Santé : plusieurs traitements contre l’Alzheimer, l’obésité et le cholestérol ne sont pas remboursés en France
Auteur: Adam David
Un espoir immense, puis la douche froide. C’est le sentiment qui domine chez de nombreux patients français atteints d’Alzheimer, d’obésité sévère ou de formes rares de la maladie de Charcot. Des traitements jugés révolutionnaires à l’étranger peinent à franchir le cap du remboursement en France, créant une fracture entre la promesse scientifique et la réalité administrative. Au cœur de la polémique, la Haute Autorité de Santé (HAS), accusée de frilosité, se défend de priver les malades d’un avenir meilleur.
Leqembi, le traitement d'Alzheimer qui cristallise les tensions
Le cas du Leqembi est emblématique. Ce médicament, qui promet de ralentir le déclin cognitif lié à Alzheimer, a vu sa demande de remboursement anticipé sèchement refusée. Pour les associations de patients, c’est un « espoir envolé ». Mais pour le professeur Lionel Collet, président de la HAS, la décision est pragmatique. Il explique que « le ralentissement du déclin cognitif est trop faible pour être pertinent », surtout mis en balance avec des effets secondaires potentiellement graves, comme des œdèmes ou des hémorragies cérébrales. La prudence avant tout, donc.
La doctrine de la HAS : protéger, quitte à frustrer ?

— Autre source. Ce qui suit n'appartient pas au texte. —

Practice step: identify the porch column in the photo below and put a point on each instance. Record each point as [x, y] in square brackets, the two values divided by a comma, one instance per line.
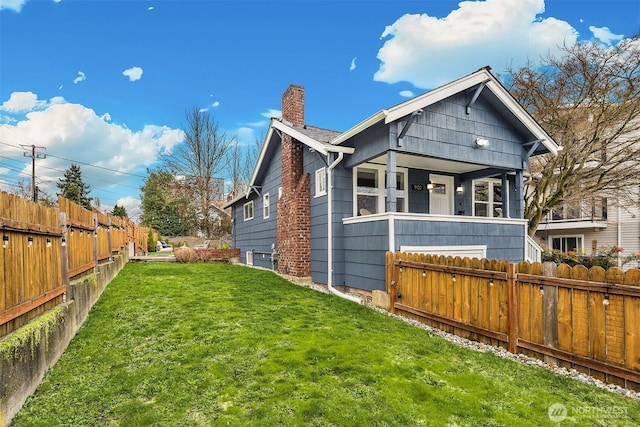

Alors, la HAS, ange gardien ou fossoyeur d’espoirs ? Pour justifier ses arbitrages, l’autorité met en avant un critère clé : la « présomption d’innovation ». En clair, pour qu’un médicament bénéficie d’un accès précoce et soit pris en charge par la collectivité avant même la fin de toutes les évaluations, il doit apporter un changement majeur, une vraie rupture pour les patients. Une exigence que le Leqembi, selon elle, ne remplit pas.
Le Pr Collet tient toutefois à nuancer : un refus d’accès précoce ne signifie pas une condamnation définitive. La procédure classique de remboursement suit son cours pour le traitement anti-Alzheimer, et une décision finale est attendue à l’automne. Un bien maigre lot de consolation pour ceux qui attendent.
Obésité, cholestérol, maladies rares : une même logique de refus
Mais le malentendu ne s’arrête pas là. D’autres molécules très médiatisées se sont heurtées au même mur. C’est le cas du Wegovy et du Mounjaro contre l’obésité, ou encore du Praluent et du Repatha, des anti-cholestérol puissants. Plus récemment, le refus opposé au Qalsody, destiné à une forme génétique de la sclérose latérale amyotrophique (maladie de Charcot), a été vécu comme un choc. La raison invoquée ? Des données jugées encore insuffisantes pour prouver un bénéfice clinique solide. Une décision difficile à entendre quand on se bat contre une maladie incurable.
Derrière la science, la question de l'argent public
Car derrière les arguments scientifiques, une autre réalité se profile : celle de l’argent. Tant qu’un prix n’est pas fixé au terme d’une négociation entre l’État et le laboratoire, ce dernier est libre de fixer son tarif. Accorder un accès précoce, c’est accepter de payer le prix fort avec l’argent public, sans garantie totale sur le service rendu. La mission de la HAS, comme le rappelle son président, est donc aussi de s’assurer « que chaque euro investi bénéficie réellement aux malades ». Un rôle de gardien du temple qui la place inévitablement en première ligne face à l’impatience des industriels et des patients.
la France, une forteresse sanitaire en décalage ?
Cette ligne de fermeté, assumée, vise à garantir la sécurité des patients et la pérennité de notre système de santé solidaire. Mais elle pose une question de fond : à force de prudence, la France ne risque-t-elle pas de décourager l’innovation sur son sol et de se couper des thérapies de demain ? Entre la protection des malades contre des promesses excessives et le risque de les priver d’une chance, même infime, la crête est étroite. Et l’équilibre, de plus en plus difficile à tenir.